When Tejas Chopra got hit with a $287 bill from Claude Sonnet for what should have been routine debugging and refactoring work, he didn't just pay up—he went to war against token waste. The Netflix senior engineer has developed Project Headroom, an open-source application that compresses agent instructions before they reach the LLM, stripping out redundant boilerplate like verbose JSON schemas, nested API response templates, and repeated database columns.
The $287 Spark
"A lot of our users are people who have been really burned by token costs, more than anything else," Chopra said in his presentation at the Open Source Summit last week. His analysis revealed that as much as 90% of tokens fed to LLMs are redundant machine metadata rather than meaningful human instructions. "This isn't prose. This isn't creative writing. This is compressible data masquerading as text." Since releasing Headroom in January, users have collectively saved an estimated $700,000 and freed up 200 billion tokens for other operations—a significant chunk of change for a project still sitting at v0.22.
How It Works
Headroom runs as a proxy on port 8787, intercepting LLM calls wrapped via the CLI (e.g., "headroom wrap codex"). The system uses several specialized compressors: an Abstract Syntax Tree compressor for code, JSON and DOM compressors for web boilerplate, and statistical "squashers" that learn from feedback loops to avoid over- or under-compression. A key component called CacheAligner ships only changed information to prevent cache misses when session variables like dates or UUIDs shift—because as Chopra warned, "If your system prompt contains a date field... you are effectively getting a cache miss every single time. That will blow up your costs."

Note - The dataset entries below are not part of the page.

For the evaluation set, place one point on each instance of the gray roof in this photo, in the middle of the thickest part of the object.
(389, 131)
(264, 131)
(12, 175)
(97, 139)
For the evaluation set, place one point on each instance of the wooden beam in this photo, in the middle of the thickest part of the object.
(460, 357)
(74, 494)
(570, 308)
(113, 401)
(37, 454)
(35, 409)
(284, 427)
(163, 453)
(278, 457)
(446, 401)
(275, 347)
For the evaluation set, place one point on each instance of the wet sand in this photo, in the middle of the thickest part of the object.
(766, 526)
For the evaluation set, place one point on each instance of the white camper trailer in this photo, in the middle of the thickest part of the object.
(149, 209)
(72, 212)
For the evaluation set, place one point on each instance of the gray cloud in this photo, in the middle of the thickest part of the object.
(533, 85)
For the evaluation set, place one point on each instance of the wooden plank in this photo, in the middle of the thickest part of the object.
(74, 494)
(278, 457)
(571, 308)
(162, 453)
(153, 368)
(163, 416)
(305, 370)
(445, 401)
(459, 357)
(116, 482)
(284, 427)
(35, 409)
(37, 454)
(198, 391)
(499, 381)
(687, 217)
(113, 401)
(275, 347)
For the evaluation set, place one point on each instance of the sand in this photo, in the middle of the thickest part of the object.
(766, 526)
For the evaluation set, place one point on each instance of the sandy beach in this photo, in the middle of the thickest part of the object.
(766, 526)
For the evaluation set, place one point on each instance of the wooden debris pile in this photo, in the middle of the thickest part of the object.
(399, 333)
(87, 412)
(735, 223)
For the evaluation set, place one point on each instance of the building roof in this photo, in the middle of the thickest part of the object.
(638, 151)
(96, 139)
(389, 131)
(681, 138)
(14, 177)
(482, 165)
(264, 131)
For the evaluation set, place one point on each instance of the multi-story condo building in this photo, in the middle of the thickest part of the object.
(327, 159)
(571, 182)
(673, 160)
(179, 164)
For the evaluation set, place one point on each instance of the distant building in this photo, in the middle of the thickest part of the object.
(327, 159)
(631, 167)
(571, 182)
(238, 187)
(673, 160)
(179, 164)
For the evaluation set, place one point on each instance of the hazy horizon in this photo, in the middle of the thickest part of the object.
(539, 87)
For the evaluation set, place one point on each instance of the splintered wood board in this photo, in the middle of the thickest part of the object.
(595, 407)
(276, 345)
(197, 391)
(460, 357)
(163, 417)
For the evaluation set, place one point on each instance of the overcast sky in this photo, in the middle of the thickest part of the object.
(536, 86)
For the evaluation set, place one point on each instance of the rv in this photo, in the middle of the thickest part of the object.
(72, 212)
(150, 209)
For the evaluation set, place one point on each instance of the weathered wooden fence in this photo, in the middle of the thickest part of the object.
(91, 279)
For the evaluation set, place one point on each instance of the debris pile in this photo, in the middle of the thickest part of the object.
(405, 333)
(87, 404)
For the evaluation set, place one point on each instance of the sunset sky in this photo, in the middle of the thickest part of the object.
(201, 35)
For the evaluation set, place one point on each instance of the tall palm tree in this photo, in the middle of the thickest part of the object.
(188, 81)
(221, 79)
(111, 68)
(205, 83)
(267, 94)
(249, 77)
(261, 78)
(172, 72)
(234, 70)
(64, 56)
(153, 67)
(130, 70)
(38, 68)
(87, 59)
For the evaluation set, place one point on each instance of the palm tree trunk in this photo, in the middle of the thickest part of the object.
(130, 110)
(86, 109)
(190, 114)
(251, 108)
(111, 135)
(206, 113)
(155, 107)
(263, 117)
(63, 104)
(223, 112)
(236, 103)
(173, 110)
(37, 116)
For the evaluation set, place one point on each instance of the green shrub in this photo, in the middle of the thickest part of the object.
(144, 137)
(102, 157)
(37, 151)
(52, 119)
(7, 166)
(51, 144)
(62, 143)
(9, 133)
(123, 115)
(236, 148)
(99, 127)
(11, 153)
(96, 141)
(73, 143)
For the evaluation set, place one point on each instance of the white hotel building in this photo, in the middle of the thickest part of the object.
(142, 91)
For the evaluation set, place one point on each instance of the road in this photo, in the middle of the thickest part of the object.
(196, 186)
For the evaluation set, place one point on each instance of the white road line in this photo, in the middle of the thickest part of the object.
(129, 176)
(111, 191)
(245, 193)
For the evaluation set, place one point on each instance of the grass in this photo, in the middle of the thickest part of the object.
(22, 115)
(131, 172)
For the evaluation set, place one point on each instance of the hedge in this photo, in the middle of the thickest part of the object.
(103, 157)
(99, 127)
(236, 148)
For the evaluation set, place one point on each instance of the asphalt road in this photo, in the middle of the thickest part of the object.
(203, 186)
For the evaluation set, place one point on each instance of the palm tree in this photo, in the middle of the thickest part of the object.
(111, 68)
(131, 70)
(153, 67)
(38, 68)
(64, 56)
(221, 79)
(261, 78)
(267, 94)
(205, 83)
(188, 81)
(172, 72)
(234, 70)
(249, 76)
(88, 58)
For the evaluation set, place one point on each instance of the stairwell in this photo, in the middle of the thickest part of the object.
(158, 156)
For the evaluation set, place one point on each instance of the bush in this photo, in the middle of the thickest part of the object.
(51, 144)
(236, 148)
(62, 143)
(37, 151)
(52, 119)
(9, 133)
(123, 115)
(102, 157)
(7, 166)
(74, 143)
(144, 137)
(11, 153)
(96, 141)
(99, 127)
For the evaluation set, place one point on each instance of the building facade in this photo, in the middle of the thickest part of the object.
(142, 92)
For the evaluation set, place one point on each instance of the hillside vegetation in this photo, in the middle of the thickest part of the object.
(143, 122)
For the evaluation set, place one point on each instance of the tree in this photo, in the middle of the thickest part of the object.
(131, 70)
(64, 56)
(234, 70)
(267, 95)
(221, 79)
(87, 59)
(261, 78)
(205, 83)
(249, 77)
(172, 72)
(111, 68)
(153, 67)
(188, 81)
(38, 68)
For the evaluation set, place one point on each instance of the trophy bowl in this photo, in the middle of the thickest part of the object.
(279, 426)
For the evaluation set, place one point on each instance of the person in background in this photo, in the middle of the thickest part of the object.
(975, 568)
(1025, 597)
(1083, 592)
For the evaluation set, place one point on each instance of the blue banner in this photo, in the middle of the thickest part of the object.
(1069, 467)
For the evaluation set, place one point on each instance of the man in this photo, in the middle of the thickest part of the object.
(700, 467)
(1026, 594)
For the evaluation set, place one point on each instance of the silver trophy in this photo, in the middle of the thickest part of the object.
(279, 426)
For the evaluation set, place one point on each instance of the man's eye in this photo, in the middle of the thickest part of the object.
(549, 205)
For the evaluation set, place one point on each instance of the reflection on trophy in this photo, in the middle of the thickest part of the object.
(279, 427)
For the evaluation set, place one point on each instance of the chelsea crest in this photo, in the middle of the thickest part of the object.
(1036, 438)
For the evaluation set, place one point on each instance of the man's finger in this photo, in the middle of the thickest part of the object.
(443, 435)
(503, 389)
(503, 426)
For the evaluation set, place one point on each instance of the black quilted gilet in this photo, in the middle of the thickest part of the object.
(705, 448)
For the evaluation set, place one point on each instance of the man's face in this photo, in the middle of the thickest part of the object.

Reversible Compression Is the Killer Feature
Headroom's Compress Cache and Retrieve (CCR) module stores original prompts in Redis or SQLite and places markers where compression occurred, allowing the LLM to call back into uncompressed data via an MCP tool if needed. This reversibility sets it apart from commercial token-barber services like YCombinator-funded Token Company, which Chopra acknowledged but positioned as complementary rather than competing.
Context Rot Is Real
Stanford researchers have confirmed that LLMs pay disproportionate attention to the beginning and end of context windows while ignoring middle sections—a phenomenon Chroma dubbed "context rot." Across 18 different models, their research found performance becomes increasingly unreliable as input length grows. Chopra relayed how one Headroom user forked the project for voice-activated applications where silence itself generates tokens, using compression to hit sub-200ms latency thresholds required for natural-feeling interactions.
What's Next
Headroom currently boasts 2,000 GitHub stars and over 120 forks. Chopra acknowledged testing accuracy remains a priority area for improvement—though CCR's storage of original prompts should make validation easier. Future plans include specialized compressors for financial data and tackling audio, image, and video (one user has already forked the project for video parsing). A related tool called Headlight will track token origin across multi-model workflows.
Key Takeaways
- Project Headroom has saved users an estimated $700K since January 2026 by pruning redundant tokens before LLM processing
- The tool excels at compressing server logs (90% reducible), MCP tool outputs (70% JSON bloat), and repeated database/file metadata
- CacheAligner prevents costly cache misses from session-variable changes like timestamps or UUIDs
- CCR enables reversible compression, letting LLMs retrieve original context on demand via MCP tools
The Bottom Line
Chopra built this because he got burned—and that's exactly the kind of insider pain that produces real solutions. With enterprise AI bills climbing past what COOs at Uber and Microsoft have publicly lamented, Headroom's $700K savings across a few thousand users suggests token economization is about to become as standard in dev pipelines as linting. The question isn't whether you'll need this—it's how fast you can fork it.